For most, their first camping trip will be somewhere local, somewhere nice and easy to access.
Miss Kempson is not like most people.
Her first camping trip was a trek deep into the Papuan jungle, doing the Kokoda Trail.
Despite very little hiking experience, she spent 10 days trekking through torrential rain, incredible humidity and thick mud.
The 21-year-old was born in Orange but is currently studying PE teaching at Charles Sturt University in Bathurst.
Her trip was organised through the Kokoda Youth Leadership Challenge, a challenge funded by RSL Australia, and she got involved through the Orange Ex-Services Club.

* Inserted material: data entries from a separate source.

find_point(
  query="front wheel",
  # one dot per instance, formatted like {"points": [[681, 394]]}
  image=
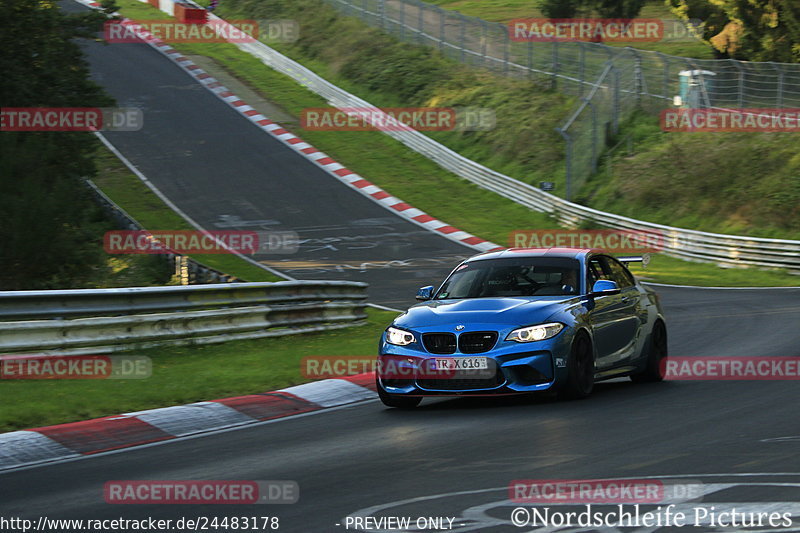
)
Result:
{"points": [[396, 400], [580, 368], [657, 352]]}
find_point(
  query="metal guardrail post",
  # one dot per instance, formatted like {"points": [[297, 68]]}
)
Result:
{"points": [[402, 21]]}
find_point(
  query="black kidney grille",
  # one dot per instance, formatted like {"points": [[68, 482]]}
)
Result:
{"points": [[477, 342], [439, 343]]}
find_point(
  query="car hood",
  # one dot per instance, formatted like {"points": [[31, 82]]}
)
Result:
{"points": [[509, 311]]}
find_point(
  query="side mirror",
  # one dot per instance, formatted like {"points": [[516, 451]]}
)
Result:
{"points": [[604, 287], [425, 293]]}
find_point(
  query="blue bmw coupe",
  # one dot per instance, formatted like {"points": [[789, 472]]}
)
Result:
{"points": [[523, 321]]}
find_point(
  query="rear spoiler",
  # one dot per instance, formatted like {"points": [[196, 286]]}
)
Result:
{"points": [[644, 259]]}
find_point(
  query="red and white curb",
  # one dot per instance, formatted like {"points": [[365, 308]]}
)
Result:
{"points": [[67, 441], [321, 159]]}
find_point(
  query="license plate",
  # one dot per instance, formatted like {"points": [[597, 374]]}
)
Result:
{"points": [[462, 363]]}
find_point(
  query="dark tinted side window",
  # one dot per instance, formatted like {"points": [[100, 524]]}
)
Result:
{"points": [[619, 273]]}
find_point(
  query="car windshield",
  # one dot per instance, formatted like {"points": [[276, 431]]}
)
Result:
{"points": [[497, 278]]}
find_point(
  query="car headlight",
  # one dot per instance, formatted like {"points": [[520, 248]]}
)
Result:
{"points": [[399, 337], [539, 332]]}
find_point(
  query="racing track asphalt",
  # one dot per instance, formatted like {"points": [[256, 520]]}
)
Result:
{"points": [[363, 455]]}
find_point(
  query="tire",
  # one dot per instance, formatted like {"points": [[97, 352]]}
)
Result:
{"points": [[657, 351], [580, 368], [396, 400]]}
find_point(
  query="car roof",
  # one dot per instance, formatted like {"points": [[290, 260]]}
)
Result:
{"points": [[508, 253]]}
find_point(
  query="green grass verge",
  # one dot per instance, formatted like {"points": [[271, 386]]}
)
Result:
{"points": [[185, 374], [416, 179]]}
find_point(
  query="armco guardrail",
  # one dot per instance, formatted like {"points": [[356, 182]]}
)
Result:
{"points": [[108, 320]]}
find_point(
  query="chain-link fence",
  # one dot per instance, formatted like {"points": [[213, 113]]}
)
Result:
{"points": [[610, 81]]}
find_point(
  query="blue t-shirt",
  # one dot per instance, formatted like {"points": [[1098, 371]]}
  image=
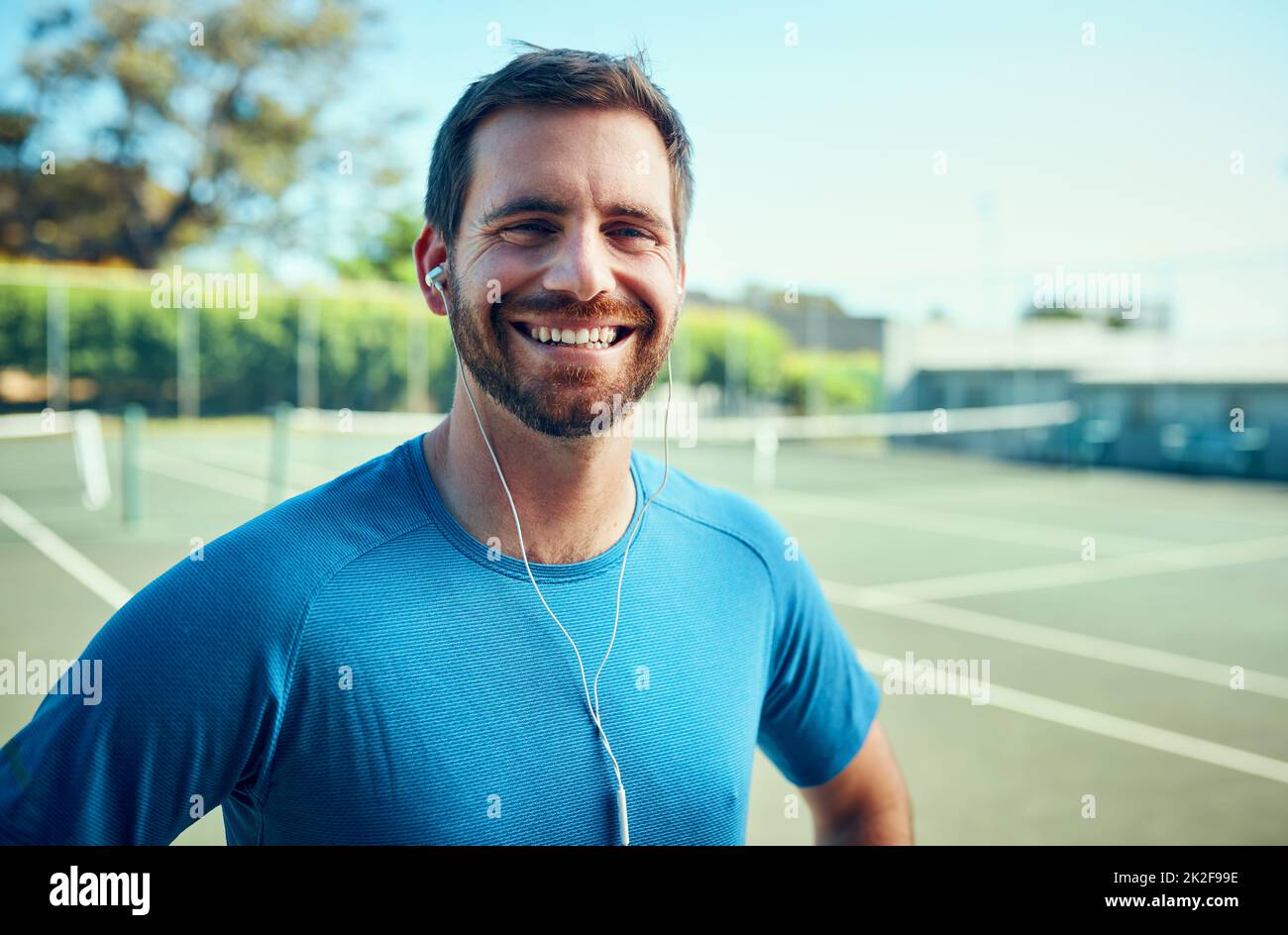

“It was most life changing experience I’ve ever had, it gives you a whole new perspective on life,” she said.
She said she wasn’t too fussed by the shock to the system and “just dealt with it” – however, some didn’t. Two hikers had to be evacuated after the second day.
Swapping near-zero temperatures around Orange for the sweltering humidity of Papua New Guinea was also a shock, but she said the “team mentality” made it a lot easier.
“There were some who weren’t as fit as the other but got through due to the help we gave each other,” she said.
Miss Kempson gave as good as she got on the morale front, winning an award for boosting team morale.
“The company we did it through [Adventure Kokoda], were also fantastic.”
She also made a video of her trek, using a go-pro and photos taken by her and by guides.
The remoteness of the trek was one of Miss Kempson’s highlights.
“The way I look at it is with most shrines, anyone can jump in and visit, but only a privileged group of people get to go to Kokoda.”
One of the most special moments was was visiting Isurava Shrine, where one of the largest battles of the campaign was fought.
A massive memorial hewn into the side of the cliff, Isurava is marked with four stones, carved with the words endurance, mateship, sacrifice, courage.
“Sitting there at midnight looking out into the ridgeline… it’s something you can’t put into words,” she said.
She said while her family “were a bit nervous” they were supportive of the trek.
“I can’t thank them enough, mum would walk and hike with me for training,” she said.